En el presente caso, atendiendo a las circunstancias concurrentes, la cláusula adolece de falta de transparencia, no conociendo el deudor su transcendencia. La cláusula fijaba que el tipo de interés aplicable no podría ser inferior al 2,25%. Atendiendo a las oscilaciones de los tipos de interés a corto y medio plazo previsibles en el momento de suscribir el contrato, 2008, suponía en la practica el establecimiento de un tipo mínimo de interés, convirtiéndolo en fijo y no variable. Los únicos riesgos objeto de cobertura con la cláusula eran los de la entidad bancaria y, en concreto, los derivados de la bajada a mínimos que llegaron a ser históricos de los tipos de interés. De ningún riesgo se estaba protegiendo al consumidor, faltando el equilibrio de riesgos de la variabilidad de los tipos en abstracto.

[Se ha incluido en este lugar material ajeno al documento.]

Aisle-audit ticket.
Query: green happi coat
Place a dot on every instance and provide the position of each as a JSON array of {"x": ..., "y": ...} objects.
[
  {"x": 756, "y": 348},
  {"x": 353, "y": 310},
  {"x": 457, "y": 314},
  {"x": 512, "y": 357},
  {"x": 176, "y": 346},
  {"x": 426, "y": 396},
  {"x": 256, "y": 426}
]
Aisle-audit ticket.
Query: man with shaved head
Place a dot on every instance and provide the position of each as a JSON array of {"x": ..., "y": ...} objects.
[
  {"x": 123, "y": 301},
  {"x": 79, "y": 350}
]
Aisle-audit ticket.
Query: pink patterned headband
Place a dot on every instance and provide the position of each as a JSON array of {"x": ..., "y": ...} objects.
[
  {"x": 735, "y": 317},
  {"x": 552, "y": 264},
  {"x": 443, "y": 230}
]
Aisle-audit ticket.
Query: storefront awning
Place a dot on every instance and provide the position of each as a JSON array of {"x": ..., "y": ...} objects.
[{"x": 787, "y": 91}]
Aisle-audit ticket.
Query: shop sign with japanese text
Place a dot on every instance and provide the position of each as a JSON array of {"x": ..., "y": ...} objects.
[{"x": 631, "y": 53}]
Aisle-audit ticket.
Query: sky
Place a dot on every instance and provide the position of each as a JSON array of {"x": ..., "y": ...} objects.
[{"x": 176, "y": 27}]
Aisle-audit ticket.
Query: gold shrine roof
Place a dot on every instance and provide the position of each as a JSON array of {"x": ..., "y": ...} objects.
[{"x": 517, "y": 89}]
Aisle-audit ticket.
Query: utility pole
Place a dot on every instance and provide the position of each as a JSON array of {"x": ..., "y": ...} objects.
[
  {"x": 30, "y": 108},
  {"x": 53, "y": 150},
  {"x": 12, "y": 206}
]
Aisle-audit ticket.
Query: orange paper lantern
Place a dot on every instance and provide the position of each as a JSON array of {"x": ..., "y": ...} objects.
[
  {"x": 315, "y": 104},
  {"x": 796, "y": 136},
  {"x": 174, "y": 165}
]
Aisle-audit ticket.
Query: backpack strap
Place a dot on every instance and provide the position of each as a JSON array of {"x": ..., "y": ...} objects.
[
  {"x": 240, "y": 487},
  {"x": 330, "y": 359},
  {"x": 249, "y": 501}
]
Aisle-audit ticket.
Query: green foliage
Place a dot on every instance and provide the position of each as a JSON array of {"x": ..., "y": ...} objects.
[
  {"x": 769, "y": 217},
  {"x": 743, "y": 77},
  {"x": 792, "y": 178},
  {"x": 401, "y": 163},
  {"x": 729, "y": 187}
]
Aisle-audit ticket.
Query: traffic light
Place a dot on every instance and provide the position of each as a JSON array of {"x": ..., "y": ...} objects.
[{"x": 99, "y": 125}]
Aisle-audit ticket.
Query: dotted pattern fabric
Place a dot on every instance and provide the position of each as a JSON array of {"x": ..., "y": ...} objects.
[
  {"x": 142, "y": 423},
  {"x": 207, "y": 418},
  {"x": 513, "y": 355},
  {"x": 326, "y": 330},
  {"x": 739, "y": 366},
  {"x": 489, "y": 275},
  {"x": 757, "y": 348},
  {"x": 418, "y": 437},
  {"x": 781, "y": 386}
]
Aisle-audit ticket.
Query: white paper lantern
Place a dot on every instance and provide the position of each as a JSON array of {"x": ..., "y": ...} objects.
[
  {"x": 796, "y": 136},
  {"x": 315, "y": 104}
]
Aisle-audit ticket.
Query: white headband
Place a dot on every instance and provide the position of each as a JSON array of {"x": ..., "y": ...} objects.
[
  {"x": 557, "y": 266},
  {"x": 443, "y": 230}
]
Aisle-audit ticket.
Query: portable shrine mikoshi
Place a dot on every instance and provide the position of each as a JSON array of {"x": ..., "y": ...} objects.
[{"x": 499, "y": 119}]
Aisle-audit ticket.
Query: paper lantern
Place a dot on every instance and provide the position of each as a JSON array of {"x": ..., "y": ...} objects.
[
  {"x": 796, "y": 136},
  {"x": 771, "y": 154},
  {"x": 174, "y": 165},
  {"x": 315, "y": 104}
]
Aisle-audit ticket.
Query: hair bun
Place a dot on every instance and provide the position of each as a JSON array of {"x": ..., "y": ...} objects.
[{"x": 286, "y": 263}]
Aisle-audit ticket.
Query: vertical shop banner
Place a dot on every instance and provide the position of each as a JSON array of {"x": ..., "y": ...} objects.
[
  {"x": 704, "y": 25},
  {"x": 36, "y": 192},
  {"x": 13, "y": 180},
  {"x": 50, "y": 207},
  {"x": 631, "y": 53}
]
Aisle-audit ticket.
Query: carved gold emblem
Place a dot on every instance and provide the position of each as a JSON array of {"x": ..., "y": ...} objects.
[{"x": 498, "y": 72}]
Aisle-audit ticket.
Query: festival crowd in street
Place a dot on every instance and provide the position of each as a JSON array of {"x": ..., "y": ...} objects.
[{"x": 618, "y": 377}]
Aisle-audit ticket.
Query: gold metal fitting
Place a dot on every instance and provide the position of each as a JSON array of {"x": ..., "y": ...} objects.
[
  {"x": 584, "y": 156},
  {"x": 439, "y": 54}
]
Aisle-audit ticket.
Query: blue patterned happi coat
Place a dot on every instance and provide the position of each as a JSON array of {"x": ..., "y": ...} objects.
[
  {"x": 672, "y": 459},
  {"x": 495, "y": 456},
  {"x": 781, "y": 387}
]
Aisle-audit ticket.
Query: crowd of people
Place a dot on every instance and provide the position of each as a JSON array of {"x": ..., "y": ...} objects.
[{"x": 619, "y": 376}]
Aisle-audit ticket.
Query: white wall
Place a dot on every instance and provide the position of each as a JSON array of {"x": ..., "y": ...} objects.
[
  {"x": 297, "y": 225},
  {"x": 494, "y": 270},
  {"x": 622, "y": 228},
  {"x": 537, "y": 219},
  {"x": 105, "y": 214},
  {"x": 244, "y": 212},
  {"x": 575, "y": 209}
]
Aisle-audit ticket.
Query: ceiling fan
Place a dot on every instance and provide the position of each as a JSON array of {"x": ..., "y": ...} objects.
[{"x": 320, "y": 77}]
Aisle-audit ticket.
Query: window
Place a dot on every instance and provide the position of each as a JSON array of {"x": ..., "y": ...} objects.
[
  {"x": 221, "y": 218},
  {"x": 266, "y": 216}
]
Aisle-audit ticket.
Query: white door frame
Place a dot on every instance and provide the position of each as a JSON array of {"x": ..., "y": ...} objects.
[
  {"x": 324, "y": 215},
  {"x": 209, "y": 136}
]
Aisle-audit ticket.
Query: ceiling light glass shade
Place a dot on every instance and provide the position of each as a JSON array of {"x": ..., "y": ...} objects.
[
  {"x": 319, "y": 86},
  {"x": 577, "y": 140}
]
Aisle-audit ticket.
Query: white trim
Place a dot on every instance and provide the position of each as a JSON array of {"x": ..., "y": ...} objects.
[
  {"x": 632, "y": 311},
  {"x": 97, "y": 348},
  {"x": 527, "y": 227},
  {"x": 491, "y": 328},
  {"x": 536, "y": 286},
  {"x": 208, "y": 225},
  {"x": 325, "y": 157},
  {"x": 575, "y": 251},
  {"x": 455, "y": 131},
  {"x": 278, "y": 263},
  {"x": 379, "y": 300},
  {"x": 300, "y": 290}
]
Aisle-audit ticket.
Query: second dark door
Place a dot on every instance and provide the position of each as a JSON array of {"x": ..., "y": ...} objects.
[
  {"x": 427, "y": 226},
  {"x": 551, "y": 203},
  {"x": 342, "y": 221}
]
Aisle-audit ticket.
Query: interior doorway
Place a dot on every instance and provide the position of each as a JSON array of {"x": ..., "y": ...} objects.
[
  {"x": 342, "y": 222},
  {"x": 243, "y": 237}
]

SEXTO- se impugna la imposición de las costas procesales de la 1ª instancia, al existir dudas de derecho.
Es reiterada la jurisprudencia desde la sentencia de 9 mayo de 2013 , que reitera que para que la cláusula suelo sea transparente no basta que sea clara en sus términos, en necesario que se dé al consumidor la información necesaria sobre el alcance de establecer un suelo. Toda la documentación remitida a los actores, donde efectivamente figuraba un tipo mínimo al 2,25% no acredita que se informase sobre las consecuencias de ese mínimo impuesto y sus repercusiones patrimoniales al consumidor.
El juzgador de instancia aplica correctamente el art. 394 LEC SÉPTIMO. Conforme al art. 398 y 394 LEC procede imponer las costas procesales de esta alzada a la parte apelante.
Fallo
Que debemos desestimar y desestimamos íntegramente el recurso de apelación interpuesto por la representación de la mercantil BANDO POPULAR ESPAÑOL, S.A., contra la ya citada sentencia del Juzgado de Primera Instancia núm. 2 Bis de Santander, la que debemos confirmar y confirmamos en todas sus partes, con imposición de las costas de esta alzada a la parte apelante.Contra esta Sentencia cabe interponer recurso de casación y recurso extraordinario por infracción procesal, ante este Tribunal, en el plazo de los veinte días siguientes al de su notificación.
Así por esta nuestra Sentencia lo pronunciamos, mandamos y firmamos.
PUBLICACION.- La precedente Sentencia ha sido leída y publicada por el Iltmo. Sr. Magistrado Ponente en el día de su fecha de lo que yo el/La Letrado/a de la Administración de Justicia doy fe.